Jérusalem: un palestinien tué par les forces israéliennes

Claudine Rigal
Juillet 22, 2017

"En effet, alors que quelque 3000 fidèles musulmans terminaient la grande prière du vendredi à l'extérieur de la mosquée Al-Aqsa, une poignée d'entre eux ont commencé à lancer des poubelles et des pierres contre les forces de sécurité israélienne", poursuit le quotidien qui rappelle que l'accès à l'esplanade des Mosquées a été interdit vendredi aux Palestiniens de moins de 50 ans dans un contexte de fortes tensions.

Trois Palestiniens ont été tués vendredi dans des affrontements entre les forces israéliennes et des manifestants, selon le ministère palestinien de la Santé. Les nouvelles mesures de sécurité instaurées par les forces de l'ordre israéliennes font suite à une attaque perpétrée le 14 juillet par trois Arabes israéliens, contre des policiers israéliens faisant deux morts parmi eux. - Portiques de sécurité controversés - Le Croissant rouge, les services de premiers secours palestiniens, ont indiqué que 109 Palestiniens avaient été blessés, dont 38 hospitalisés, dans les heurts à Jérusalem-Est. Un troisième est mort après avoir été touché au coeur par balles à Abou Dis, en Cisjordanie occupée. Elle a arrêté son frère, a indiqué sa porte-parole.

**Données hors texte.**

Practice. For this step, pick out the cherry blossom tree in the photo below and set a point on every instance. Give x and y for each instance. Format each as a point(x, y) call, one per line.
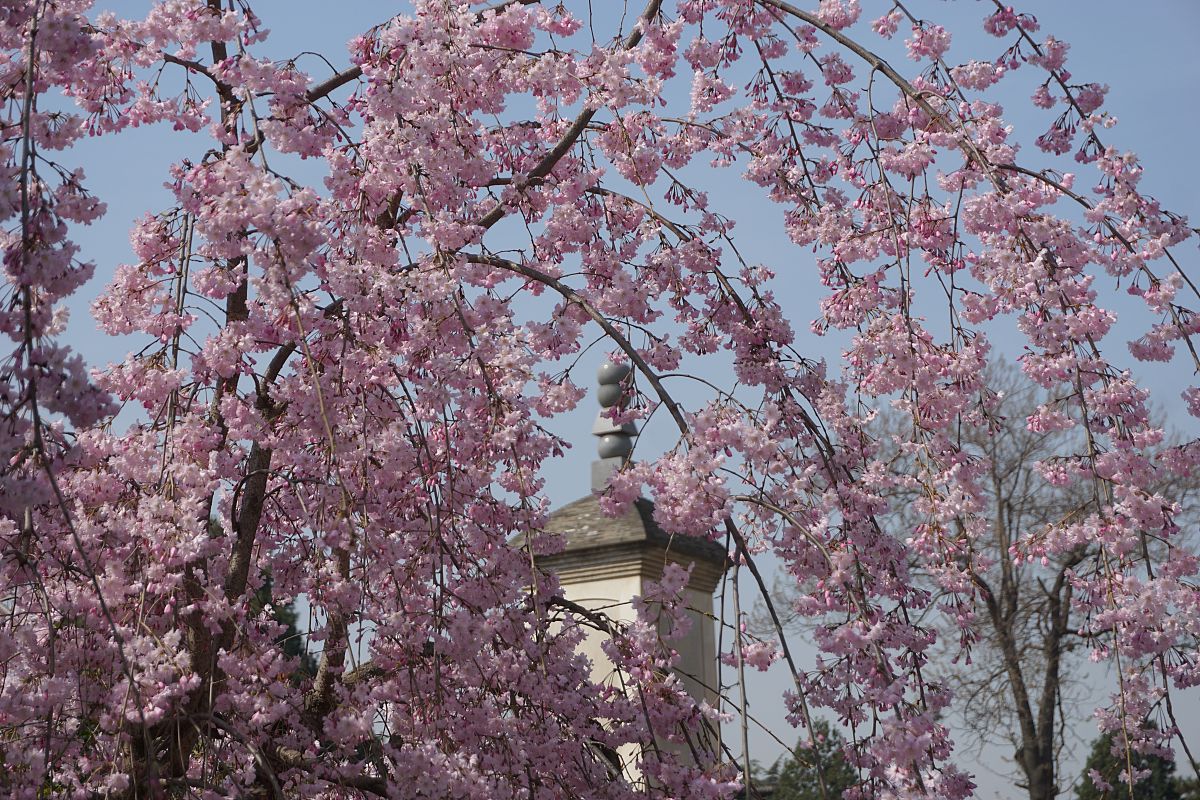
point(353, 374)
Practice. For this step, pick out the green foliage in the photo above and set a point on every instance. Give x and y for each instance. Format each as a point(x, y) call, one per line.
point(1159, 785)
point(797, 777)
point(291, 639)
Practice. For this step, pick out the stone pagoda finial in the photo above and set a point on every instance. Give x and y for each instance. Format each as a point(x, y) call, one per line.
point(616, 443)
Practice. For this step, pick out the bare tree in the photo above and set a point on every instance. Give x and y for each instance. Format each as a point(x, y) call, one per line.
point(1017, 663)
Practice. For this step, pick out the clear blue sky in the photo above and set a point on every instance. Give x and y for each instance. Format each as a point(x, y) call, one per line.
point(1146, 52)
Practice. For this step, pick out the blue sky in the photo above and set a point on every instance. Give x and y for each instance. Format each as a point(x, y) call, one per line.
point(1147, 53)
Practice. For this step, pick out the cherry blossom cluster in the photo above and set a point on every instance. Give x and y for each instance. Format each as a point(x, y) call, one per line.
point(342, 390)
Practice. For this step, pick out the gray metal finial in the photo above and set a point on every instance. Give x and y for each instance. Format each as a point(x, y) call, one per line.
point(616, 441)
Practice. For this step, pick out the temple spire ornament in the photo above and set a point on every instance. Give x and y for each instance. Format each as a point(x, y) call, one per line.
point(616, 441)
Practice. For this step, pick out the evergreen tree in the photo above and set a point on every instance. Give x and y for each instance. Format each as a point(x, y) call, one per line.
point(1159, 785)
point(797, 777)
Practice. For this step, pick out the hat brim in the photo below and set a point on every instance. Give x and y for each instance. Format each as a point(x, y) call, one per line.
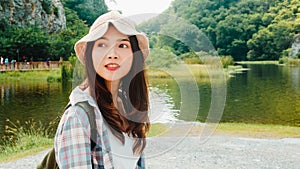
point(80, 46)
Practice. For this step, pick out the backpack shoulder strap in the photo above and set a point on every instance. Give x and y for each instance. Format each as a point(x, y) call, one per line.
point(91, 116)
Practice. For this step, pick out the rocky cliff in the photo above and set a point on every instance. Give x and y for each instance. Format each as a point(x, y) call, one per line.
point(47, 14)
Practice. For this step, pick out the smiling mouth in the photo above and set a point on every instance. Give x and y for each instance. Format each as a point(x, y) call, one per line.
point(112, 66)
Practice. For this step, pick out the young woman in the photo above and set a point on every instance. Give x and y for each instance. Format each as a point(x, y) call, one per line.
point(113, 53)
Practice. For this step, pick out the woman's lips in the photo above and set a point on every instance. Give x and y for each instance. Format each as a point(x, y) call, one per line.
point(112, 66)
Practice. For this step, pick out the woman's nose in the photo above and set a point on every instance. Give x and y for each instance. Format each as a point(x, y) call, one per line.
point(112, 54)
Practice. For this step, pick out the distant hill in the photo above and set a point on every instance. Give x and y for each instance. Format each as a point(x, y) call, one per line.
point(243, 29)
point(46, 14)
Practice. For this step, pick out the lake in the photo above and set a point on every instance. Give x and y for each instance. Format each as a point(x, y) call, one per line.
point(264, 94)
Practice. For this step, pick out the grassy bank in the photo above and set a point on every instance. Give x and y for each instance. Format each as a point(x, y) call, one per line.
point(259, 62)
point(30, 143)
point(38, 75)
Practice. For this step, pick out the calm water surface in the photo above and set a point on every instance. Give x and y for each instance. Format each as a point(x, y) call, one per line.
point(267, 94)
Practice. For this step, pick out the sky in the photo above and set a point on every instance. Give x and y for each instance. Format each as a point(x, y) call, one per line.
point(134, 7)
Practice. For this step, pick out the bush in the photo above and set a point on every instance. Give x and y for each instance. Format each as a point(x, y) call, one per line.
point(195, 60)
point(226, 61)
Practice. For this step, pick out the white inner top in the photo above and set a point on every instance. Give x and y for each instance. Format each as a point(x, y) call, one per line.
point(122, 155)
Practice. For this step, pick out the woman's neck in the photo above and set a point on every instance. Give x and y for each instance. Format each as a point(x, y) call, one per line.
point(113, 87)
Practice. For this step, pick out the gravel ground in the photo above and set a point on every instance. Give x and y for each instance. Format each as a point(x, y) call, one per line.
point(218, 151)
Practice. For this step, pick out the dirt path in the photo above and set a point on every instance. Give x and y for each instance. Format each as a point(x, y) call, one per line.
point(217, 152)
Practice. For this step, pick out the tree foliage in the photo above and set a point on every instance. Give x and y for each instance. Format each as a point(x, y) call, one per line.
point(243, 29)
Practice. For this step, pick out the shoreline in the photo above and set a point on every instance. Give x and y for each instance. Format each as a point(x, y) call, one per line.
point(181, 130)
point(217, 151)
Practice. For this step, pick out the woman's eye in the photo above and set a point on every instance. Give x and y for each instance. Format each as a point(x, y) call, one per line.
point(101, 45)
point(123, 46)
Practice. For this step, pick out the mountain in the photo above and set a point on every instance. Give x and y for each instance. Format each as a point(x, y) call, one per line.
point(47, 14)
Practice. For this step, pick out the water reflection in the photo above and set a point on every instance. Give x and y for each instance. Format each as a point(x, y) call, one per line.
point(162, 108)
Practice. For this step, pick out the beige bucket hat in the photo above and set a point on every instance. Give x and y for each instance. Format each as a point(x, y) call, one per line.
point(99, 28)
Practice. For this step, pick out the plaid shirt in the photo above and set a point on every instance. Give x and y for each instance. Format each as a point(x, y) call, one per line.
point(72, 140)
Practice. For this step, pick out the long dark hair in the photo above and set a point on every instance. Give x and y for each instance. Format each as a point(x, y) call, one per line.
point(133, 92)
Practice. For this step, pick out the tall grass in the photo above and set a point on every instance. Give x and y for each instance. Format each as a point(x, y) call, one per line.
point(22, 139)
point(40, 75)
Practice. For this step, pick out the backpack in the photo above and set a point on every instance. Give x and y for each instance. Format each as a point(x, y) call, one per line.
point(49, 161)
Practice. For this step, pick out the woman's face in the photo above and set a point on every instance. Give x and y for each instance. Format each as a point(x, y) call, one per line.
point(112, 55)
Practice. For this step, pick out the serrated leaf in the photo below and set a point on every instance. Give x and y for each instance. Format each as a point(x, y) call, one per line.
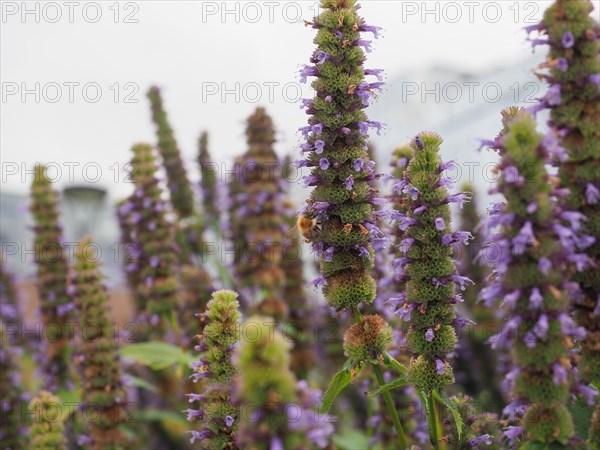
point(443, 397)
point(156, 355)
point(339, 381)
point(392, 363)
point(141, 383)
point(399, 382)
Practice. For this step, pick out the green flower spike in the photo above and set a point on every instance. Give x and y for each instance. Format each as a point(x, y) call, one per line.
point(98, 357)
point(52, 270)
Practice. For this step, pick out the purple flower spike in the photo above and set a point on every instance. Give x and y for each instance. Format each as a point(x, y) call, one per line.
point(535, 299)
point(319, 146)
point(592, 194)
point(440, 367)
point(440, 224)
point(568, 40)
point(429, 335)
point(349, 183)
point(359, 165)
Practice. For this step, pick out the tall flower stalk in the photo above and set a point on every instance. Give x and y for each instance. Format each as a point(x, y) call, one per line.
point(429, 272)
point(341, 172)
point(180, 191)
point(217, 412)
point(573, 98)
point(12, 405)
point(257, 222)
point(52, 271)
point(47, 428)
point(476, 362)
point(208, 180)
point(153, 234)
point(534, 239)
point(98, 357)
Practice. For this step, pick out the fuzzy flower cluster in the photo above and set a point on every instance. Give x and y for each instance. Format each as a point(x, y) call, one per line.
point(279, 413)
point(12, 430)
point(97, 353)
point(47, 427)
point(52, 270)
point(533, 238)
point(217, 412)
point(336, 152)
point(256, 219)
point(153, 236)
point(426, 266)
point(208, 180)
point(573, 73)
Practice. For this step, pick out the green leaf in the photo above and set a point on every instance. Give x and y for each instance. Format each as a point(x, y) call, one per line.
point(141, 383)
point(351, 439)
point(399, 382)
point(339, 381)
point(430, 420)
point(443, 397)
point(392, 363)
point(156, 355)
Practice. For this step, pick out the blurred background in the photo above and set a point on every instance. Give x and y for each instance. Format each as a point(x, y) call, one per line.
point(74, 79)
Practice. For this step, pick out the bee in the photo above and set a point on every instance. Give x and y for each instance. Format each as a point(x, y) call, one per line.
point(309, 226)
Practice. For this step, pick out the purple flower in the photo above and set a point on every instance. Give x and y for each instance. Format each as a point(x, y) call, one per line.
point(308, 71)
point(439, 224)
point(559, 374)
point(375, 72)
point(328, 254)
point(440, 367)
point(562, 64)
point(588, 392)
point(192, 414)
point(568, 40)
point(317, 129)
point(196, 397)
point(592, 195)
point(319, 145)
point(553, 97)
point(535, 299)
point(363, 128)
point(484, 438)
point(406, 244)
point(319, 282)
point(322, 57)
point(544, 264)
point(569, 327)
point(371, 29)
point(420, 210)
point(365, 44)
point(541, 327)
point(349, 183)
point(523, 238)
point(363, 252)
point(429, 335)
point(324, 164)
point(359, 165)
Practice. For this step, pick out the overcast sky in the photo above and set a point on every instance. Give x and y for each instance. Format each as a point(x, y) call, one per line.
point(194, 51)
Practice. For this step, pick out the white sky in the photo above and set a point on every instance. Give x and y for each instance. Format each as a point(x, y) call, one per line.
point(186, 50)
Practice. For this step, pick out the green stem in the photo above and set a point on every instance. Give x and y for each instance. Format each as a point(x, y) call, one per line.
point(390, 407)
point(435, 424)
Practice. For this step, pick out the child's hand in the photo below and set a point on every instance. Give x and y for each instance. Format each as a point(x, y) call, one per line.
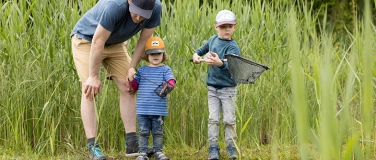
point(196, 58)
point(213, 60)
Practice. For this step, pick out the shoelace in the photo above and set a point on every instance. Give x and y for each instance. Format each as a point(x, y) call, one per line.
point(96, 151)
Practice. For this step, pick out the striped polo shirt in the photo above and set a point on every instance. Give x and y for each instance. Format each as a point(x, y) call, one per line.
point(148, 78)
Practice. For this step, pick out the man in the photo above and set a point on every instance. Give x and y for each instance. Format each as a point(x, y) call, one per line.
point(100, 37)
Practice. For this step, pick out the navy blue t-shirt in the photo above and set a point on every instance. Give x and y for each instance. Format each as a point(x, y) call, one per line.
point(115, 17)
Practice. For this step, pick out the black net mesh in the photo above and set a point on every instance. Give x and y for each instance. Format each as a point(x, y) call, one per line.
point(243, 70)
point(163, 89)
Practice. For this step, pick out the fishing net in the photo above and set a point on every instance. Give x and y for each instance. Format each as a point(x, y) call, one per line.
point(243, 70)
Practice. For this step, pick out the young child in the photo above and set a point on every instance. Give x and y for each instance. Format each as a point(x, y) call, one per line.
point(221, 88)
point(151, 105)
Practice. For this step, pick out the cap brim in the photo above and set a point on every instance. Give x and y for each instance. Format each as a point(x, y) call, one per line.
point(151, 51)
point(142, 12)
point(226, 22)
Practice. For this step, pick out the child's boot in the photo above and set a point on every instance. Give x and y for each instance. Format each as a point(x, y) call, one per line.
point(231, 150)
point(214, 151)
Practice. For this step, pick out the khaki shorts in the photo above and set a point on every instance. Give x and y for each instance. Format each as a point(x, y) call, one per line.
point(115, 59)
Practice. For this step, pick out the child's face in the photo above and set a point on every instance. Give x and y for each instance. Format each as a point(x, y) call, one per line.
point(155, 59)
point(225, 31)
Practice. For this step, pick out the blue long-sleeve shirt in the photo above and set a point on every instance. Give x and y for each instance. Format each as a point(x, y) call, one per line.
point(219, 77)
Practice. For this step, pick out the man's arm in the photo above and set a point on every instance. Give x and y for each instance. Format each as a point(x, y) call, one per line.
point(139, 50)
point(93, 84)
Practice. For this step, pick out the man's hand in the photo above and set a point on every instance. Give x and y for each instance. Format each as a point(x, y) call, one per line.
point(92, 87)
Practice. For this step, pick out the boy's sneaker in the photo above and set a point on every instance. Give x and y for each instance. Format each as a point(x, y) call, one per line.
point(160, 156)
point(95, 152)
point(213, 151)
point(231, 151)
point(142, 156)
point(131, 149)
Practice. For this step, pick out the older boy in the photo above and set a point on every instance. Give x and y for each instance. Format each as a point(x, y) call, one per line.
point(221, 88)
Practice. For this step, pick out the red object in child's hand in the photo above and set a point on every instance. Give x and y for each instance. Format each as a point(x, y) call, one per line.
point(134, 84)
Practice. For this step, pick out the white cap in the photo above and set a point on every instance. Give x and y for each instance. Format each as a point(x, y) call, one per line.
point(225, 17)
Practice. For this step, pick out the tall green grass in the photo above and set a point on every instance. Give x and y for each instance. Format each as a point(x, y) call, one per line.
point(318, 95)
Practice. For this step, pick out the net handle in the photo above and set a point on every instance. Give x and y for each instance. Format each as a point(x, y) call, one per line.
point(230, 56)
point(203, 60)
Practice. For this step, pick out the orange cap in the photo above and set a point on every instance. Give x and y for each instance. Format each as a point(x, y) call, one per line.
point(154, 45)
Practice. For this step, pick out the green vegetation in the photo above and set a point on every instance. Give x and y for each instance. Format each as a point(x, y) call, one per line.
point(316, 102)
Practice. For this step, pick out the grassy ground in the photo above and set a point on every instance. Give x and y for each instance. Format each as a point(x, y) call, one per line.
point(261, 152)
point(258, 152)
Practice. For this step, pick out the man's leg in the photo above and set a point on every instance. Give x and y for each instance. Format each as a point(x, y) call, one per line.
point(128, 115)
point(81, 50)
point(88, 116)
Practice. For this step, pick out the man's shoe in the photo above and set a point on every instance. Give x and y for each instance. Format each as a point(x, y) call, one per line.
point(131, 149)
point(231, 151)
point(95, 152)
point(142, 156)
point(160, 156)
point(213, 151)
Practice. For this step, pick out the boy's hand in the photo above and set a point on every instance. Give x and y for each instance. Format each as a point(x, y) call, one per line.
point(196, 58)
point(213, 60)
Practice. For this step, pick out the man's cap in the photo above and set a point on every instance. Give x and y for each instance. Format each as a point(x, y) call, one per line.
point(225, 17)
point(143, 8)
point(154, 45)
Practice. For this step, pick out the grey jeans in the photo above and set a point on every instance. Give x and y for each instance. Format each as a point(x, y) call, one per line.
point(222, 100)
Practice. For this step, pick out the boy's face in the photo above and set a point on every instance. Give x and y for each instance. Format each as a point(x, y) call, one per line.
point(155, 59)
point(225, 31)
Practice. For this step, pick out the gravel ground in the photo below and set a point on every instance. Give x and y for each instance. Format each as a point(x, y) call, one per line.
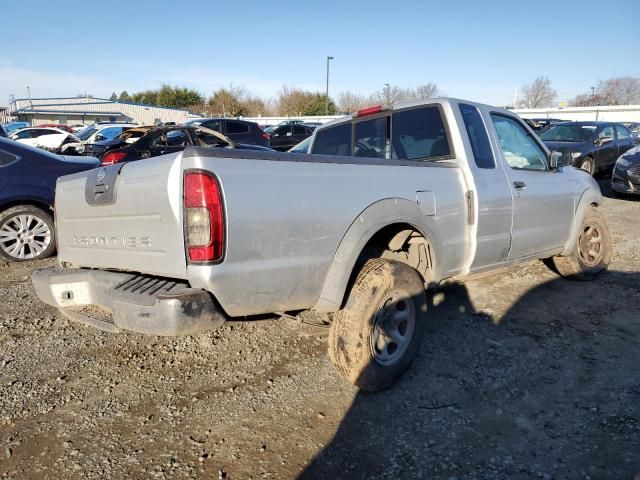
point(521, 375)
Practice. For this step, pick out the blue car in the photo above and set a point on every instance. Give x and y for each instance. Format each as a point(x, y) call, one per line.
point(27, 189)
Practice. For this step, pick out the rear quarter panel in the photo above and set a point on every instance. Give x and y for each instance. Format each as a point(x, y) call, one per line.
point(286, 219)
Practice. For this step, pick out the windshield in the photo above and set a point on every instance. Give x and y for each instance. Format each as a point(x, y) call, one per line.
point(85, 133)
point(302, 147)
point(568, 133)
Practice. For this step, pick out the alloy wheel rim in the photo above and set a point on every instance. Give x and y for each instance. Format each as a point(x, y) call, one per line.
point(590, 245)
point(24, 236)
point(393, 327)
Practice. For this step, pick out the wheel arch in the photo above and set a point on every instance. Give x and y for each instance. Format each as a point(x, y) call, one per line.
point(387, 219)
point(589, 198)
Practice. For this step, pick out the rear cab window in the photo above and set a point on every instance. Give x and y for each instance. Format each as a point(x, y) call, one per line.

En signe de protestation, ils ont décidé de ne plus aller prier sur l'esplanade des Mosquées et des centaines de Palestiniens effectuent depuis dimanche leurs prières dans la vieille ville. Près de 500 blessés Après avoir débuté à Jérusalem-Est, les heurts se sont propagés vendredi 21 juillet à la Cisjordanie occupée où, selon l'armée israélienne, 3.000 Palestiniens se sont rassemblés en plusieurs points, les affrontements les plus violents ayant lieu à Qalandya, près de Ramallah, et à Hébron, dans le sud du territoire palestinien. "Les femmes de tout âge seront admises", a dit la police dans un communiqué. La police israélienne a fait état de 29 arrestations vendredi à Jérusalem-Est et en Cisjordanie.

Israël contrôle les accès à l'esplanade des Mosquées, qui cristallise les tensions israélo-palestiniennes depuis des décennies, mais sa gestion revient à la Jordanie.

La polémique sur les l'installation des détecteurs de métaux s'est propagée dans le monde arabo-musulman.

D'autre part, les ministres jordanien et émirati des Affaires étrangères ont demandé que le site soit "immédiatement et totalement" rouvert aux fidèles, appelant la communauté internationale à intervenir. D'autres ont été tués dans des raids de l'aviation israélienne à Gaza ou lors de manifestations anti-israéliennes.